Add script for posting nightly benchmark results by TomAugspurger · Pull Request #203 · rapidsai/velox-testing

TomAugspurger · 2026-02-03T16:38:34Z

This adds a script for posting the results of a benchmark run to a database. Each run would result in

A new "QueryEngine" configuration, which identifies the exact software versions used to run the benchmark
A new "BenchmarkRun", which identifies the hardware, query engine, storage configuration, benchmark definition, query engine configuration, and more
Many new "QueryLogs", one per individual query iteration executed

Here's a sample of the document we'd post:

{
  "sku_name": "pdx-h100",
  "storage_configuration_name": "test",
  "benchmark_definition_name": "tpch-100",
  "cache_state": "warm",
  "query_engine": {
    "engine_name": "velox",
    "identifier_hash": "121e1e62b5426195",
    "version": "unknown",
    "commit_hash": "unknown"
  },
  "run_at": "2026-01-28T18:38:02+00:00",
  "node_count": 1,
  "query_logs": [
    {
      "query_name": "1",
      "execution_order": 0,
      "runtime_ms": 3982.0,
      "status": "success",
      "extra_info": {
        "execution_number": 1
      }
    },
    {
      "query_name": "1",
      "execution_order": 1,
      "runtime_ms": 1509.0,
      "status": "success",
      "extra_info": {
        "execution_number": 2
      }
      // repeated for each execution of each query
    }
  ],
  "concurrency_streams": 1,
  "engine_config": {
    "coordinator": {
      "coordinator": "true",
      "node-scheduler.include-coordinator": "false",
      "http-server.http.port": "9200",
      "discovery-server.enabled": "true",
      "discovery.uri": "http://gpu-h100-0017:9200"
      // ...
    },
    "worker": {
      "coordinator": "false",
      "http-server.http.port": "9000",
      "discovery.uri": "http://gpu-h100-0017:9200",
      "presto.version": "testversion",
      "system-memory-gb": "240",
      "query-memory-gb": "228",
      // ...
    }
  },
  "extra_info": {
    "kind": "single-node",
    "gpu_count": 1,
    "gpu_name": "H100",
    "num_drivers": 2,
    "worker_image": "presto-native-worker-gpu",
    "execution_number": 1
  },
  "is_official": false
}

benchmark_data_tools/post_results.py

benchmark_reporting_tools/post_results.py

benchmark_data_tools/post_results.py

misiugodfrey

Thanks for putting this together, Tom.

I think most of this should work as-is.

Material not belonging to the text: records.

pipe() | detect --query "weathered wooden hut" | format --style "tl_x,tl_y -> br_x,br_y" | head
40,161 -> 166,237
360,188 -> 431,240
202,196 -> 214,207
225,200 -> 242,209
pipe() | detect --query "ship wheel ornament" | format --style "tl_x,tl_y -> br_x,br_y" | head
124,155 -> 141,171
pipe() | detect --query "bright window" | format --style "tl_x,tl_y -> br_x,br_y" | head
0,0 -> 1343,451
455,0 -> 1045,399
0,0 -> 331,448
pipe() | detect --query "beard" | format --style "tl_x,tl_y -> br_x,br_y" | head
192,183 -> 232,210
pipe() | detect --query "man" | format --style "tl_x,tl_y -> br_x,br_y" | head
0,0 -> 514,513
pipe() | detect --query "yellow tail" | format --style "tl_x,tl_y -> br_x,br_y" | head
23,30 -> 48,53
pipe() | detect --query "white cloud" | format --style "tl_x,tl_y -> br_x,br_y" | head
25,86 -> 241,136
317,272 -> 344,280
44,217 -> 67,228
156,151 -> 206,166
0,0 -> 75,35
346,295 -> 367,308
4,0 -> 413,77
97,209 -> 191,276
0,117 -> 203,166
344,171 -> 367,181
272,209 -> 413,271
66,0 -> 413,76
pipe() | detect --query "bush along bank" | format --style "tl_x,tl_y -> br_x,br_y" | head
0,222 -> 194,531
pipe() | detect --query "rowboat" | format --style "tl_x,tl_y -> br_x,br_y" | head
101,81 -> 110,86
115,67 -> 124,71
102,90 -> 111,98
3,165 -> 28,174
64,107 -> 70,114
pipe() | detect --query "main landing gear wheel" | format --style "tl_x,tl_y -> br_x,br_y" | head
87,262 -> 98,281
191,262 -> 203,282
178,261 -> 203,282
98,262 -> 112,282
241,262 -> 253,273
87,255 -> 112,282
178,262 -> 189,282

The only issue is that we haven't standardized some of this expected output in upstream main yet (the output this is based on is from an experimental set of branches). This should be easy now that we have an upstream schema to store in.

I think we just need to standardize our output and then sync this on top.

benchmark_data_tools/post_results.py

misiugodfrey · 2026-02-03T23:37:08Z

benchmark_reporting_tools/post_results.py

+
+        Expects coordinator.config and worker.config files.
+        """
+        coordinator_config = parse_config_file(configs_dir / "coordinator.config")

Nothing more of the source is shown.